Do you find yourself using compression a lot? 

I don't understand it at all except that I know what it does to sounds now because I used it quite often on the new album. I didn't use it at all on Start Breaking My Heart, except they compressed it when mastering it. It's generally a good idea to use it on things that I record live to fatten up the sound and make it less likely to jump all over the place sonically. You've got to remember that if you're sampling off records, then probably the sounds you're getting are already pretty well treated sonically and have already been compressed and EQ'd properly so with sounds like that it might not need to be processed at all.

What are you doing to get your music to sound intentionally "sloppy"?

I think a large part of it is that I don't use MIDI at all and all the melodies and samples I record are all slightly out of time — like a real band would be. I've found that most people making electronic music see this grid in the program they're using and they're scared as fuck to put anything in that doesn't land on that grid. The way things miss being in perfect time is often what gives the music some sort of human or emotional feeling and by quantizing everything you do you lose all of that. So they're music ends up sounding like "MIDI-jazz" — like some keyboard demo. The other thing that makes it end up sounding sloppy is putting a lot of layers in with lots of things going on in the background all slightly out of time (or out of tune) to make things sound a little bit messier. I don't actually think about this stuff consciously while I'm doing it, but I think I'm a bit scared of things sounding too simple sometimes so I add in lots of layers. I should probably get better at leaving space in my tracks. Oh well.

What's the best advice you could give a poor, aspiring musician who'd love nothing more than to be the next Manitoba?

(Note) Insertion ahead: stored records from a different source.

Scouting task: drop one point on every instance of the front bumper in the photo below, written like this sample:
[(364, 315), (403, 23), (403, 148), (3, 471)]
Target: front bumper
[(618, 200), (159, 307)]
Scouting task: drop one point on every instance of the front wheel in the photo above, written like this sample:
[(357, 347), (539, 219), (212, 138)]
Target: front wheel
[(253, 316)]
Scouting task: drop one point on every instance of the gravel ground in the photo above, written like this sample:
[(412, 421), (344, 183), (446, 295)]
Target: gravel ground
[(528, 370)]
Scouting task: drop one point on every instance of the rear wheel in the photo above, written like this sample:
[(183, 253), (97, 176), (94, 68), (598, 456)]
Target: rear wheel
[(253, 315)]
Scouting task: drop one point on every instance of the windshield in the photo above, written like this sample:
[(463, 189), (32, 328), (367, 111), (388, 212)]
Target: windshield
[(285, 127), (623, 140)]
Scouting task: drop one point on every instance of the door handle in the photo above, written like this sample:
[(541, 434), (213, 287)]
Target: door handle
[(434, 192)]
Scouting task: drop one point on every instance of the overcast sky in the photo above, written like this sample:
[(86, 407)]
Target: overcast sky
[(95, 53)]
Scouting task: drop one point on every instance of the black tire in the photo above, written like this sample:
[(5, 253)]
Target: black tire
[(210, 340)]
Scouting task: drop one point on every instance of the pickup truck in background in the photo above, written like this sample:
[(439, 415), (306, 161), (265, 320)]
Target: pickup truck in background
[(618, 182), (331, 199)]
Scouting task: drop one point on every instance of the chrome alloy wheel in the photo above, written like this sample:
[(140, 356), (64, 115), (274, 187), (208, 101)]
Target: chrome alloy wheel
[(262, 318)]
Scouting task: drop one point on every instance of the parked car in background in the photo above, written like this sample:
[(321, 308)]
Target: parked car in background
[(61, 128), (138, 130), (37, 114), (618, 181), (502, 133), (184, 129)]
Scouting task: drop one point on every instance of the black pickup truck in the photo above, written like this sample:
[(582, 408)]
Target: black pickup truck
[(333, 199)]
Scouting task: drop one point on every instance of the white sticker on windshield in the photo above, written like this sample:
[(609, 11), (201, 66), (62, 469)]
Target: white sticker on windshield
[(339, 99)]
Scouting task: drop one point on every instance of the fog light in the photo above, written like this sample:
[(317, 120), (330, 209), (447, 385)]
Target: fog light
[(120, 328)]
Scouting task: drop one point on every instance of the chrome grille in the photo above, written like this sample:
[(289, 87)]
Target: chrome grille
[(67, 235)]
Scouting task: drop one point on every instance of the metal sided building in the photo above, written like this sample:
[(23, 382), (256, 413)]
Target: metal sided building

Don't bother. They should be aspiring to be the next Timbaland or Brian Wilson. In fact, they should probably be aspiring to be all the greatest musicians of all time simultaneously, not some chump like me. Anyway, I think the most important thing is that if you want to really get satisfaction out of making music, then make music that you love and also that sounds like you, and thus is unique. I get handed so many demos at gigs and as I travel around and so many of them sound like people trying to imitate Aphex Twin or whoever. What's the point of that? Do your own thing.